Dana, Bed Bugs and Related Management


    Dana Natale, manager, McCarthy Manor

Ms Natale was an exemplary manager. Her job put her in the middle between HUD, with its enormous load of regulations and ever-increasing number of forms to be filled out, and 176 tenants, almost all of whom are disabled, poor, old, emotionally unhealthy and not very bright. I think it’s an awful job but Dana handled it with grace and efficiency. She was kind and whenever there was wiggle room in any situation, she would decide in favor of the tenants.

Now, Dana is abrupt, secretive and withdrawn. Some tenants think it is because she has a mild case of multiple sclerosis but the MS is not new. I think that Dana’s extreme change in behavior is a result of the new owner, Related Management’s, corporate attitude.

In 2014, she shut down the Community Room. When I asked why, she snapped, “Because I said so.” The talk going around the building was that she’d shut it down because
(a) A tenant had died there; in fact, he’d died in his apartment.
(b) “One of the schizophrenics” was throwing feces.
(c) Homeless people were sleeping there at night.

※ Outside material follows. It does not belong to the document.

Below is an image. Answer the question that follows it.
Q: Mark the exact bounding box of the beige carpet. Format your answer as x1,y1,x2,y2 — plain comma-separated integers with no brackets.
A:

In fact, the Community Room had been shut down so they could spray for bedbugs. Had I been told that, I would have shrugged and said, “Oh, okay,” knowing that Dana was on top of the situation and taking care of business.

McCarthy Manor’s Bedbugs

McCarthy Manor’s policy was that after you load all your belongings on a moving van and before you unload them at McCarthy Manor, the van has to be fumigated. It’s a good plan.

The bed bug problem at McCarthy Manor may have started with a tenant who had an adult tricycle with a big basket on the back. He rode the streets and picked up various articles from the curb where they’d been deposited for trash pick-up. He may have been bringing in the bedbugs and distributing them around the building.

Bed bugs have been with the human race forever but between 1930 and 1980 they largely had been wiped out by the use of DDT. In 1939 Paul Hermann Muller got the Nobel Prize for DDT; since its ban in 1972 there has been a comeback of the bald eagle, peregrine falcon and common bed bug. Between 2000 and 2005, the incidence of bed bugs increased 71%.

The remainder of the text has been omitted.